NYFF REVIEW: Rough, Tough, and Indelible "Rosetta"
by Stephen Garrett
Rough, tough, and bitterly beautiful, the Cannes Palme d'Or-winning "Rosetta" carries with it the burning social indignation that is so much a trademark of its writer/directors, the brothers Luc and Jean-Paul Dardenne. Like their last feature "La Promesse," "Rosetta" also explores the Belgian lower classes and their daily struggles to make ends meet in a hand-to-mouth world; and as in their previous films, the Dardennes, documentarians since 1975, use a non-professional cast to achieve electric drama. What follows is a sort of Belgian kitchen-sink realism, as title character Rosetta (18-year-old Emilie Dequenne, in a Cannes-winning performance) muscles through her life with a bulldog determination to land any job and hold on so that she can have a normal life, just like everyone else.

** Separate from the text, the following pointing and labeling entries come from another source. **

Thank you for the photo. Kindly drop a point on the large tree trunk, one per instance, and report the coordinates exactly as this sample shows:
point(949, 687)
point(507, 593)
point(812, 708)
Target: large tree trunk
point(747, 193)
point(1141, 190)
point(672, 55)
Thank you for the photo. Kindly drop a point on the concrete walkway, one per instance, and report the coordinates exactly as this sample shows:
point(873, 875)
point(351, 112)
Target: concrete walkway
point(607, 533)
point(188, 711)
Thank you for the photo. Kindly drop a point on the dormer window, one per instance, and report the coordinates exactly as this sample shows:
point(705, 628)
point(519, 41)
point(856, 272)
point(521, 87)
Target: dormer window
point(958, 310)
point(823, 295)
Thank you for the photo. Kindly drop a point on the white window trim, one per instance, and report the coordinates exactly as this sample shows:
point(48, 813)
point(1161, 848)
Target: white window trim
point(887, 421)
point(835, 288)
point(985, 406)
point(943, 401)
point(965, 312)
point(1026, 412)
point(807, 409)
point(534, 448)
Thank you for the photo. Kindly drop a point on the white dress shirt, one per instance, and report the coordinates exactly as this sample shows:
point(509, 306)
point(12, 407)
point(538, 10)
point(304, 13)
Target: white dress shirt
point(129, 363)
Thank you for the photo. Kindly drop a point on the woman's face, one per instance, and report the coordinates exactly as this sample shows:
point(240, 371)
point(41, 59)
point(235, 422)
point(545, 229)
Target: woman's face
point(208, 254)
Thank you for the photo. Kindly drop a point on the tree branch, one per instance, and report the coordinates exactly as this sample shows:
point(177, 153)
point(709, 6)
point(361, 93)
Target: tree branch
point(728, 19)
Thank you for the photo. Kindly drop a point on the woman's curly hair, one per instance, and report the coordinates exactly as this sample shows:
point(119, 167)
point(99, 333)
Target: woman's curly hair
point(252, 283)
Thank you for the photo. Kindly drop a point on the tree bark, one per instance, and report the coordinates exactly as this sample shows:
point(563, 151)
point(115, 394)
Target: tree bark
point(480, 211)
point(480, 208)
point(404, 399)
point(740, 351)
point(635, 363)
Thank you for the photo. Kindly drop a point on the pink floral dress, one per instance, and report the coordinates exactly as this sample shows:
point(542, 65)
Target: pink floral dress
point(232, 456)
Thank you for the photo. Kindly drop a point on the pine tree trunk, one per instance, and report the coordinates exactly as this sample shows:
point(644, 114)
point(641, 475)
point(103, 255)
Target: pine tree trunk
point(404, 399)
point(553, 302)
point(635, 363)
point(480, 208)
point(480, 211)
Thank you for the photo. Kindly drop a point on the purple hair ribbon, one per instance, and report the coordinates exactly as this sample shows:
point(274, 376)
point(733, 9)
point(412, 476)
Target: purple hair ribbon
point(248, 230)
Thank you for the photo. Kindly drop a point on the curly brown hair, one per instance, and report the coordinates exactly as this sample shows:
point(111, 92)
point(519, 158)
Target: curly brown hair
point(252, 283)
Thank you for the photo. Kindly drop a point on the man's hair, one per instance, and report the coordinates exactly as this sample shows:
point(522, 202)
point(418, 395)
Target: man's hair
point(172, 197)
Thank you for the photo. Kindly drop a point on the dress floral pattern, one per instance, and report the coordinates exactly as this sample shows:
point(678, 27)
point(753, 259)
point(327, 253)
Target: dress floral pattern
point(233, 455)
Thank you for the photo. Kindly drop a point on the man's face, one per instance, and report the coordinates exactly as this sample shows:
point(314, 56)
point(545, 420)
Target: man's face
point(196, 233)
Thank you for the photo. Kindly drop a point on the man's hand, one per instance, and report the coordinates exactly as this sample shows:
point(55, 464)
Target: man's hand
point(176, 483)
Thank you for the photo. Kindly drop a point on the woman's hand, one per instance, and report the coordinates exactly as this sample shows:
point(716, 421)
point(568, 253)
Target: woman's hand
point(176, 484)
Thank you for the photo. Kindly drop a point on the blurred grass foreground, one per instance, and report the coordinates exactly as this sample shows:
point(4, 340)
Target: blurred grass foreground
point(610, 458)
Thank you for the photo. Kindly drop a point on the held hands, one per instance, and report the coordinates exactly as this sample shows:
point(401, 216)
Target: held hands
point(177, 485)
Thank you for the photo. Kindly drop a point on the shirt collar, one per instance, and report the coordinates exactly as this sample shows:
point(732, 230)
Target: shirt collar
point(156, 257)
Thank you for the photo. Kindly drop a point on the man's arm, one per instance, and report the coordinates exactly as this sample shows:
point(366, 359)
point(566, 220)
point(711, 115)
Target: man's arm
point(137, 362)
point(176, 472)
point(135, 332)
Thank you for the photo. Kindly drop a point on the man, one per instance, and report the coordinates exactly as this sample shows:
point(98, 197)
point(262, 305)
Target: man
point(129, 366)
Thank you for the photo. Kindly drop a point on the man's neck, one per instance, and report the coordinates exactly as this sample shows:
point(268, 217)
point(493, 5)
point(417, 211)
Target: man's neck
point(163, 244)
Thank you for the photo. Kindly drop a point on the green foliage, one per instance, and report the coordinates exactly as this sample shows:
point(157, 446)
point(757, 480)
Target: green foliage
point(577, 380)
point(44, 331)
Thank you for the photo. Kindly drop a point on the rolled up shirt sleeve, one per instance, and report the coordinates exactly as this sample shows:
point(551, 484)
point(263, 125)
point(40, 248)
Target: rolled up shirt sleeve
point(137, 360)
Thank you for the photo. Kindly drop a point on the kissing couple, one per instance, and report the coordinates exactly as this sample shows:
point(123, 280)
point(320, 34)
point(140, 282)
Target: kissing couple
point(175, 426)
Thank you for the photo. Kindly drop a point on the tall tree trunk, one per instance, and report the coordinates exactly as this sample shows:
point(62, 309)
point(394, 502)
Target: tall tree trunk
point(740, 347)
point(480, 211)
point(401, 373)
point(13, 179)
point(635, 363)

Rosetta is first introduced as she gets pink-slipped, and her physical, tenacious rage immediately sets the tone for the rest of the film. Living in a trailer park, she returns home daily to a drunk mother (Anne Yernaux) so desperate for handouts and affection that she's willing to whore herself out just to pay the water bill. Rosetta is constantly reduced to lecturing her own mother and trying to keep her from begging, while every day she goes out in search of another, hopefully permanent, job. She finally lands work mixing batter for a waffle-maker when a testy employee is fired, and suddenly it seems like her life is starting to make a turn for the better. Young waffle-vendor Riquet (Fabrizio Rongione) even finds himself attracted to Rosetta and, in a series of prickly, richly tender scenes, he even starts to court her despite her resistance.
But when the former employee returns, asking for her job back, Rosetta loses that brief taste of a regular life, and finds herself forced to betray Riquet's trust in order to hang onto her chance at a steady paycheck. By the end she has lost everything and is the object of torture and ridicule as an enraged, revenge-driven Riquet stalks and torments her.
The Dardennes capture Rosetta's world in a litany of tight and medium hand-held shots that concentrate sometimes exclusively on Dequenne's face and body, following and clinging to her just as Rosetta hangs onto whatever gives her the possibility of a better life. The result is a visually effective equivalent of Rosetta's own intense worldview: myopic, focused, intensely determined. Dialogue is often sparse as the Dardennes let their characters' labor play out and speak for itself, whether it be Rosetta's hauling around of flour bags or her trying to evade Riquet through the streets of her town. What translates is the extreme physicality of each and every act, a dimension that less ambitious filmmakers might impatiently cut out but which, for the Dardennes, is the essence of their story.
The film's major accomplishment, though, is Dequenne's performance, defiantly unsentimental and stridently unlovable -- a rough diamond obsessed with escaping her poverty-row upbringing. The Dardennes do not make her an easily sympathetic character, and yet her determination and stubbornness are, by the end, hard not to admire. She is not a generous character; she can't afford to be. There's an everyone-for-themselves mentality at her core that's not so much motivated by selfishness as it is by survival; and in that sense the film is really an indelible portrait of someone who consistently, persistently, finds the strength within herself to keep going, not matter how bleak the circumstance.